Depicting hardware elements


#1

New to Axure so apologies if this topic has been covered before. Building a prototype for a multi-function display that has hard (physical) button around the central display, as well as soft (touchscreen) button within the display screen. How/can I do this in Axure? Want to be able to build and test interactions using both hard and soft buttons.


#2

If you want to visually represent a physical control as well as digital UI, all within an onscreen prototype, I would recommend just taking a picture of the physical device, or use rendering or other realistic looking graphic, and place that as an image behind your “display screen” area. This is often used for showing a mobile app on a smart phone device, or custom embedded UI and hardware, like a kiosk or medical device.

  • You can then place Hotspot widgets over your physical buttons to handle button clicks, toggle flips, knob rotations, etc.
  • Or, for added visual feedback and realism, create graphics for button down states, knob rotations, door sensors, etc. and build a dynamic panel with states, like “Up” and “Down” for a button.
  • You can crop and slice an image into separate rectangular areas to make it easier to work with different interactive areas. (right-click an image to access these tools)

If you want to use an actual physical button or other control as input to an Axure prototype, you’ll need to map the button states (pressed, released) into a keyboard input device. There are many ways to achieve this “physical prototype” keyboard mapping, such as using an old keyboard, a foot pedal button, or Arduino kit. You can search for tutorials on this part, as it is outside the scope of Axure itself. The main thing is to get your physical interactions represented on a computer as keyboard strokes. Then in Axure you can handle them with conditional cases on the Page Key Down and/or Page Key Up events.

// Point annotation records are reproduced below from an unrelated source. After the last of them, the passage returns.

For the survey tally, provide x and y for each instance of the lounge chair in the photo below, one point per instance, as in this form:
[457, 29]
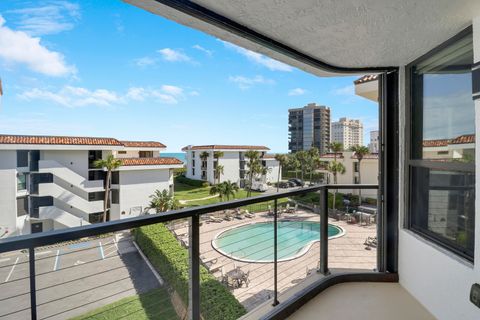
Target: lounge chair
[249, 215]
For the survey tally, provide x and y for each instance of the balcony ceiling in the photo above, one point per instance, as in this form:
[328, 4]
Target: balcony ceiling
[369, 33]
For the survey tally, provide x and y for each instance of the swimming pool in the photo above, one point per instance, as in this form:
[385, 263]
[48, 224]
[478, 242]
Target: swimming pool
[254, 242]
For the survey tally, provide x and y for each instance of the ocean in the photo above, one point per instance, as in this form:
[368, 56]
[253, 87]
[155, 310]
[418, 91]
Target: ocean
[179, 155]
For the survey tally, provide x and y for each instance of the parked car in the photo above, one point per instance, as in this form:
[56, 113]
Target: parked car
[259, 186]
[297, 182]
[284, 184]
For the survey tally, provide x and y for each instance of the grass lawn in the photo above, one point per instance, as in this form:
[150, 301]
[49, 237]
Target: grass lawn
[239, 195]
[154, 304]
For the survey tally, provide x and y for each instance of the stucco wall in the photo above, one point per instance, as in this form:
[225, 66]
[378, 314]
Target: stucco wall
[8, 190]
[136, 186]
[439, 279]
[75, 160]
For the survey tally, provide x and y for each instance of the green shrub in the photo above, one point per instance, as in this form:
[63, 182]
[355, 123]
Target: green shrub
[171, 261]
[191, 182]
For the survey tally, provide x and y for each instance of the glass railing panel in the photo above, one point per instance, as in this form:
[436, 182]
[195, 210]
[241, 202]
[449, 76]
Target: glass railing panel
[14, 285]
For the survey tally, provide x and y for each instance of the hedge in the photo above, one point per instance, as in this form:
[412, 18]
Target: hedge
[171, 261]
[191, 182]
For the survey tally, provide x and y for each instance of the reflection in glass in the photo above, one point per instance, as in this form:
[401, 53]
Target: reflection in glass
[443, 109]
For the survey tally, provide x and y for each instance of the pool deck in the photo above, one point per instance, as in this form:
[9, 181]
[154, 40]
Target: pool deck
[346, 252]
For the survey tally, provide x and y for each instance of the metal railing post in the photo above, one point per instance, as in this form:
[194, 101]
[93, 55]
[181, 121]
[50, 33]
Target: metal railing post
[194, 287]
[275, 257]
[33, 289]
[324, 231]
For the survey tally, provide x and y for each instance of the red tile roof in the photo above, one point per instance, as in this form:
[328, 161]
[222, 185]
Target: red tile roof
[225, 147]
[58, 140]
[143, 144]
[87, 141]
[366, 78]
[150, 161]
[466, 138]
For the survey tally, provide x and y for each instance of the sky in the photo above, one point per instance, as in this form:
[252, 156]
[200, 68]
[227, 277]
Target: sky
[106, 68]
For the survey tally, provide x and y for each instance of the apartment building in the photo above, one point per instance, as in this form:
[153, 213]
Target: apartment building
[309, 127]
[233, 161]
[373, 146]
[368, 169]
[50, 182]
[348, 132]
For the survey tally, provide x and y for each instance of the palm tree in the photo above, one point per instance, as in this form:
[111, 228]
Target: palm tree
[313, 161]
[204, 156]
[163, 201]
[335, 168]
[111, 163]
[225, 189]
[335, 147]
[282, 161]
[360, 152]
[218, 172]
[302, 157]
[254, 167]
[293, 164]
[218, 169]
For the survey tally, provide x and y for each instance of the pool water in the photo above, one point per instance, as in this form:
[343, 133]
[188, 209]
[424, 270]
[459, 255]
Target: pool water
[254, 242]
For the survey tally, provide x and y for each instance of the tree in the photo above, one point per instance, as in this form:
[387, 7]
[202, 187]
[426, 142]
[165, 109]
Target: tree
[163, 201]
[302, 157]
[282, 161]
[219, 168]
[110, 164]
[335, 147]
[360, 152]
[335, 168]
[224, 190]
[254, 167]
[293, 164]
[313, 161]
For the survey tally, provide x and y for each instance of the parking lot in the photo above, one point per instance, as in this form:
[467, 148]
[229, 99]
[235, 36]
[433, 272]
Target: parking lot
[73, 278]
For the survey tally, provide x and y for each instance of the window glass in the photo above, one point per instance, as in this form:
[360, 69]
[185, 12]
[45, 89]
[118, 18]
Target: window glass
[22, 158]
[442, 158]
[444, 108]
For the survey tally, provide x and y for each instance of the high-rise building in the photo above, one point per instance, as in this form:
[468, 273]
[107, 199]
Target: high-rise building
[373, 145]
[309, 127]
[348, 132]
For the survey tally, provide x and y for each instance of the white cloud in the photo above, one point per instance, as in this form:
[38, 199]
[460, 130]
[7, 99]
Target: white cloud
[173, 55]
[345, 91]
[206, 51]
[172, 90]
[71, 97]
[245, 82]
[19, 47]
[53, 17]
[258, 58]
[297, 92]
[145, 62]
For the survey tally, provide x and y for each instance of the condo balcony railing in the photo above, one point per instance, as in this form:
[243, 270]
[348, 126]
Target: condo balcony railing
[259, 249]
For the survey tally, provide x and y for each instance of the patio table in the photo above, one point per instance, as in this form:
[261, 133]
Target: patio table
[237, 276]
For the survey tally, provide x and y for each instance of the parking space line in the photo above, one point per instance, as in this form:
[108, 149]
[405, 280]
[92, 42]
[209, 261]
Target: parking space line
[57, 258]
[100, 247]
[11, 270]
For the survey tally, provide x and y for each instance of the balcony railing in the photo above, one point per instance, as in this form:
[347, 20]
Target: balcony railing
[199, 217]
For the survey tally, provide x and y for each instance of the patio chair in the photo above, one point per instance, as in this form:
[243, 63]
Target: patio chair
[246, 278]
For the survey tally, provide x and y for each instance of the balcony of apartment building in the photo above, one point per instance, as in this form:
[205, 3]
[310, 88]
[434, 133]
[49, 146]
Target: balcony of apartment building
[417, 258]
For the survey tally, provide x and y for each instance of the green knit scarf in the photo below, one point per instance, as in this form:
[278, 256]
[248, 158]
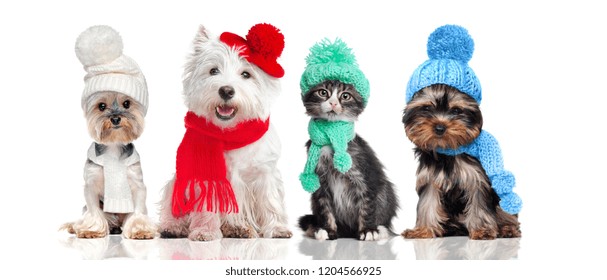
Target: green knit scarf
[337, 134]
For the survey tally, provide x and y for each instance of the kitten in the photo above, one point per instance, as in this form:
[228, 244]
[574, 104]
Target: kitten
[361, 202]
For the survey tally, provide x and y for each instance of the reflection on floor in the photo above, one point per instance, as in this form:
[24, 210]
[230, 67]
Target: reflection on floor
[461, 248]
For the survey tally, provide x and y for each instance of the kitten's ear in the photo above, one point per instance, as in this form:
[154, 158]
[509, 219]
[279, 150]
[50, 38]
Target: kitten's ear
[202, 37]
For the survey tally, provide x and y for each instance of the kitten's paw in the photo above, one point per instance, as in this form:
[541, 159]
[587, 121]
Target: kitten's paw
[369, 235]
[91, 234]
[321, 235]
[418, 233]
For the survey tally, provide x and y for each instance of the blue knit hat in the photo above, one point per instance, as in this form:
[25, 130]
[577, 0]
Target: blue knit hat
[450, 47]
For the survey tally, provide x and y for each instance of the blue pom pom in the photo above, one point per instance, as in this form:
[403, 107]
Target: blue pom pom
[450, 42]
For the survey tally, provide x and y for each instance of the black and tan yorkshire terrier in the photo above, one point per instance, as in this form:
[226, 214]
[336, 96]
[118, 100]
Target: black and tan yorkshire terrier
[115, 101]
[462, 186]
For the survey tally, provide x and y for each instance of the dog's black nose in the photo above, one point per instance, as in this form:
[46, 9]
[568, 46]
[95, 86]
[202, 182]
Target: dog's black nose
[115, 120]
[439, 129]
[226, 92]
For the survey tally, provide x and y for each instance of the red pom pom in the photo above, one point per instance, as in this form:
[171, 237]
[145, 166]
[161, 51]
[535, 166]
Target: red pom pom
[266, 40]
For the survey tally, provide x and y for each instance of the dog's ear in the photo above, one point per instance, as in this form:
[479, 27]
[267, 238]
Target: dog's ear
[202, 36]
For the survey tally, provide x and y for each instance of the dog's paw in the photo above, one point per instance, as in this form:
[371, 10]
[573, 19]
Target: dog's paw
[90, 234]
[139, 227]
[203, 235]
[483, 234]
[418, 233]
[231, 231]
[281, 232]
[323, 234]
[509, 231]
[173, 229]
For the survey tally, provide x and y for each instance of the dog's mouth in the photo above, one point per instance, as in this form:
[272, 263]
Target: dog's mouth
[225, 112]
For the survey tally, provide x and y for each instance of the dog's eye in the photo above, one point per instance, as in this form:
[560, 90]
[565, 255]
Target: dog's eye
[455, 111]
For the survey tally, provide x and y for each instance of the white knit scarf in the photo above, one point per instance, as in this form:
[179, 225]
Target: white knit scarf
[117, 192]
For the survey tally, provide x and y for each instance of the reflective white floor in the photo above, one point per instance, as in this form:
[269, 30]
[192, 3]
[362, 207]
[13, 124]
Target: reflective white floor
[298, 247]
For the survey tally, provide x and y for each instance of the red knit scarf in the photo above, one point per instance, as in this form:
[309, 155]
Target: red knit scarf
[201, 162]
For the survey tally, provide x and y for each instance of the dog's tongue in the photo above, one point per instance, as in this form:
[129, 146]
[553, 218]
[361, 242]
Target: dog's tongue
[225, 110]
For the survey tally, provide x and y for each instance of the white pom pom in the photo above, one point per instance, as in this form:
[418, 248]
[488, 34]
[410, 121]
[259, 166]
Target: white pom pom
[98, 45]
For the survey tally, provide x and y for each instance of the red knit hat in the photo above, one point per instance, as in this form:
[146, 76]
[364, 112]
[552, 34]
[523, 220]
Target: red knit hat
[262, 47]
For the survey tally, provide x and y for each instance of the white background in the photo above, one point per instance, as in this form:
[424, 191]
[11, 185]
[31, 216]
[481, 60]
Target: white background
[541, 66]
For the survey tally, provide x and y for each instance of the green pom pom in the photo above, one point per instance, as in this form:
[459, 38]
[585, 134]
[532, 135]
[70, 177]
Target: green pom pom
[309, 181]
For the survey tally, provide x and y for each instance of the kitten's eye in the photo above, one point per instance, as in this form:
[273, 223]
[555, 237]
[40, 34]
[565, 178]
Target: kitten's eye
[455, 111]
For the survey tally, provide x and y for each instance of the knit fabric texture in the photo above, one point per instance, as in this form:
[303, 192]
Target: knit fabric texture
[449, 48]
[486, 149]
[337, 135]
[201, 164]
[117, 197]
[333, 61]
[99, 49]
[262, 46]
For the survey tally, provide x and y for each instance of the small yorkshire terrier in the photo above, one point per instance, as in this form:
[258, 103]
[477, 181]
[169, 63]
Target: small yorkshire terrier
[115, 103]
[462, 187]
[227, 183]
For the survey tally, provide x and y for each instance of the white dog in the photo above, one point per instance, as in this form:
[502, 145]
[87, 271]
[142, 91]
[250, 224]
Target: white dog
[115, 101]
[227, 183]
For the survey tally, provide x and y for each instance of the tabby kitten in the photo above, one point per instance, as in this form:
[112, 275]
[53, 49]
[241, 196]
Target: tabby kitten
[361, 202]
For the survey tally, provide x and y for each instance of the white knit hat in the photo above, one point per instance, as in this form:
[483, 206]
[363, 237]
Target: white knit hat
[99, 49]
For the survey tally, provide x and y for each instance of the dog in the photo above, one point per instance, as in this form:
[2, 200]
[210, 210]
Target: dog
[455, 193]
[462, 186]
[115, 101]
[227, 183]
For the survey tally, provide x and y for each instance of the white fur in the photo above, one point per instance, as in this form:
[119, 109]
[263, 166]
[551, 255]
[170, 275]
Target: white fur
[252, 169]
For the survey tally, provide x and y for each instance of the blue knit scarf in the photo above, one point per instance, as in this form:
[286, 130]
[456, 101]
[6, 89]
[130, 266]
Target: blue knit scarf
[486, 149]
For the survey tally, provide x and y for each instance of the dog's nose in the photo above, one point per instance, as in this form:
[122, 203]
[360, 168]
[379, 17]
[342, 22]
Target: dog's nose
[115, 120]
[226, 92]
[439, 129]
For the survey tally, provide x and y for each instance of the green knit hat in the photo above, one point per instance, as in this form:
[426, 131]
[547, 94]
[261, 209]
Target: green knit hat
[333, 61]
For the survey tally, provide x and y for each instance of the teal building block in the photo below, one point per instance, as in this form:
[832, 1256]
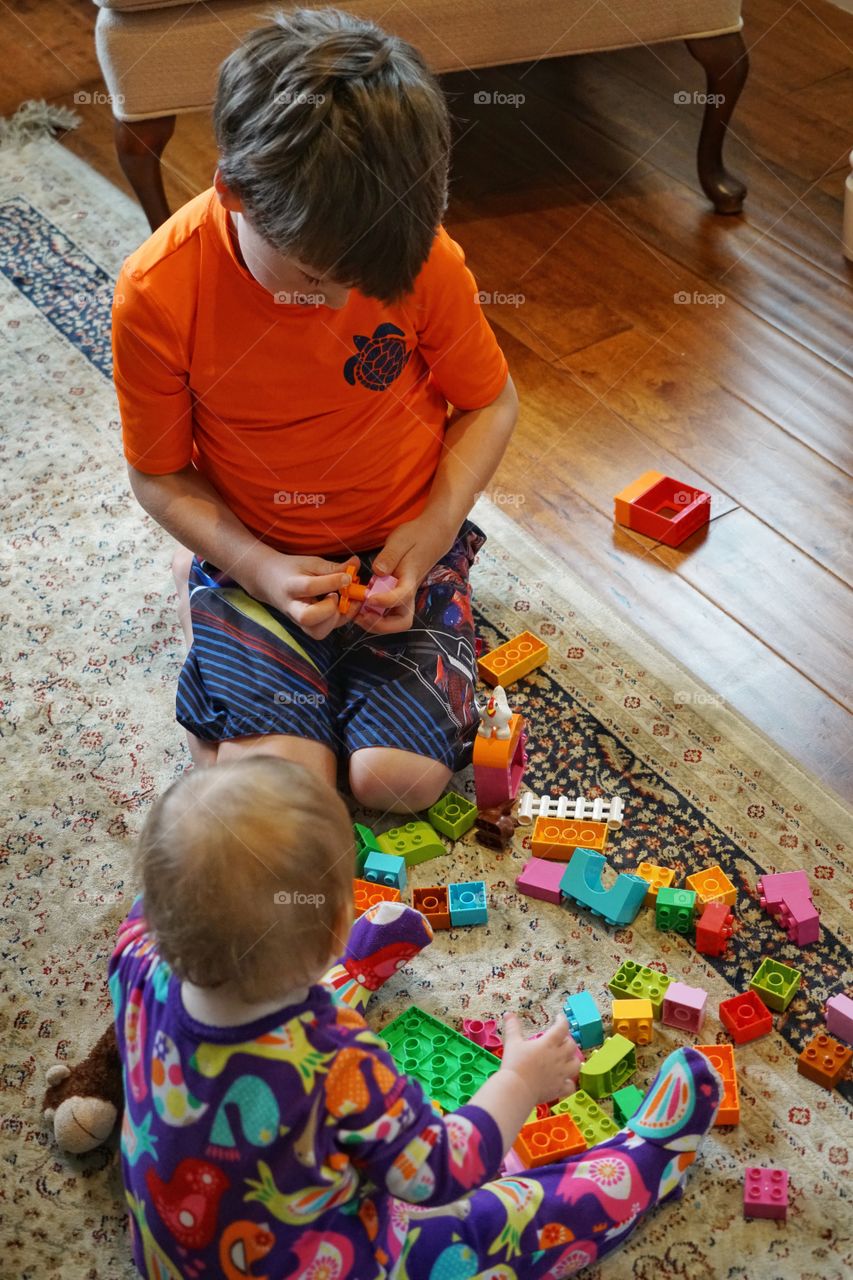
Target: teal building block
[626, 1102]
[674, 909]
[593, 1123]
[776, 984]
[468, 903]
[607, 1069]
[584, 1019]
[582, 883]
[452, 816]
[448, 1066]
[634, 981]
[384, 869]
[415, 841]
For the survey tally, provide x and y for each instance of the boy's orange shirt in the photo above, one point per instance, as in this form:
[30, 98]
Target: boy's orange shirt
[320, 429]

If you want to create an actual physical mockup of your multi-function display device, you can get a “bare bones” display screen of the correct size and resolution, and attach it as an additional display monitor to a computer and pipe your prototype to that screen device. Or, you can use a mobile phone or tablet to run your prototype and place it in/behind a device mockup/panel. I’ve used everything from cardboard to plywood to 3D-printed and actual case parts to house a phone/tablet/display and get pretty realistic interactive mockups.